I'd use this stuff - at first glance it seems expensive, but I figure that there's enough to probably do 3+ vans - so if a few people got together .... http://www.foaminsulation.net/spray-foam-insulatio...-foam-kit/
Used in the side cavities it has all of the qualities I'd like: closed cell, good acoustically, good R value and it would get into all of the nooks and crannies.
I wouldn't use spray foam to insulate a hightop however - I've talked to quite a few professional foam folks - there is no way to ensure that the thickness of the foam when applied and expanded will be uniform. If a spray foam insulation was of varying thickness it would be next to impossible to finish the interior of the top neatly.

Westified Tue May 01, 2012 7:09 pm

I too removed my Dometic fridge to change the fan and check valve. I looked at the floor behind it and as many members have said there was rust. I have now pulled the entire kitchen, removed the fiberglass insulation behind the kitchen and under the water tank. Did POR-15 for the rust. I am trying to figure out what is the best insulation to replace the fiberglass. My big concern is how hot does it get behind the fridge when running on propane. Does anyone know. The reason is that various insulation's have temperature limits. ie Reflectix 185 degrees, dynaliner 225 degrees, fiberglass 350 degrees etc.
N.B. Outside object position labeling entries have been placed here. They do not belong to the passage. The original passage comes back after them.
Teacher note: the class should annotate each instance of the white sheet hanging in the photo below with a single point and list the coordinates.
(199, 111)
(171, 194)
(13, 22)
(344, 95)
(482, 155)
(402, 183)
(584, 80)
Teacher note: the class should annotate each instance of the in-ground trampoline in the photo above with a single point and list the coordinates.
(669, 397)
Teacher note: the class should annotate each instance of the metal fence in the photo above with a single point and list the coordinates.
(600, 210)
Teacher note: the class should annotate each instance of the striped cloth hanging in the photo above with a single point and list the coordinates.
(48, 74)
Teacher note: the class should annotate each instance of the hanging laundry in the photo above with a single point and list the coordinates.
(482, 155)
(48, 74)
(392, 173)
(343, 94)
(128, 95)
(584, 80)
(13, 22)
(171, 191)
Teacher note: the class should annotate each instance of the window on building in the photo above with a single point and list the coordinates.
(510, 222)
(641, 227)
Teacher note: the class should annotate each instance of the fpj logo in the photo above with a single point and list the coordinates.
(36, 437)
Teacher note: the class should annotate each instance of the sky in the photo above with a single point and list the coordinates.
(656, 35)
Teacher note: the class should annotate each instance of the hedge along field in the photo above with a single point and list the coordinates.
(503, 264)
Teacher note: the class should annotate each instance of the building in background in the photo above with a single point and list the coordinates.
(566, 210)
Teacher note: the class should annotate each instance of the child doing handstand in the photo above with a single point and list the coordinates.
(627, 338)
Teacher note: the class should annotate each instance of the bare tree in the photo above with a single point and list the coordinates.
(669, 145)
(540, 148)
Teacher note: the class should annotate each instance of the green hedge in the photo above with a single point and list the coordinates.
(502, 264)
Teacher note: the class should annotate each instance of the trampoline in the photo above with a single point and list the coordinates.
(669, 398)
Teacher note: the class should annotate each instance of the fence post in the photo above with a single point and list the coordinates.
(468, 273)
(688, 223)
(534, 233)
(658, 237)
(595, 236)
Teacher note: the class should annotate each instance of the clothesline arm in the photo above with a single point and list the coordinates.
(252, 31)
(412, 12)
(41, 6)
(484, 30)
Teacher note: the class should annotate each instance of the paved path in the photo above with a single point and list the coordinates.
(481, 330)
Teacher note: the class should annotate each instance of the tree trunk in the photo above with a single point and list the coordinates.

I don't want the insulation to melt or offgass. I also don't want to put something back that holds moisture. Any help would be appreciated.

J Charlton Tue May 01, 2012 7:27 pm

Westified wrote: I too removed my Dometic fridge to change the fan and check valve. I looked at the floor behind it and as many members have said there was rust. I have now pulled the entire kitchen, removed the fiberglass insulation behind the kitchen and under the water tank. Did POR-15 for the rust. I am trying to figure out what is the best insulation to replace the fiberglass. My big concern is how hot does it get behind the fridge when running on propane. Does anyone know. The reason is that various insulation's have temperature limits. ie Reflectix 185 degrees, dynaliner 225 degrees, fiberglass 350 degrees etc. I don't want the insulation to melt or offgass. I also don't want to put something back that holds moisture. Any help would be appreciated.

You'll have to read the specs on a variety of products. That's a pretty flat surface, you might consider a spray foam with a reflective barrier between it and the fridge. Check Summitt Racing or Racer Part Wholesale for reflective heat shielding.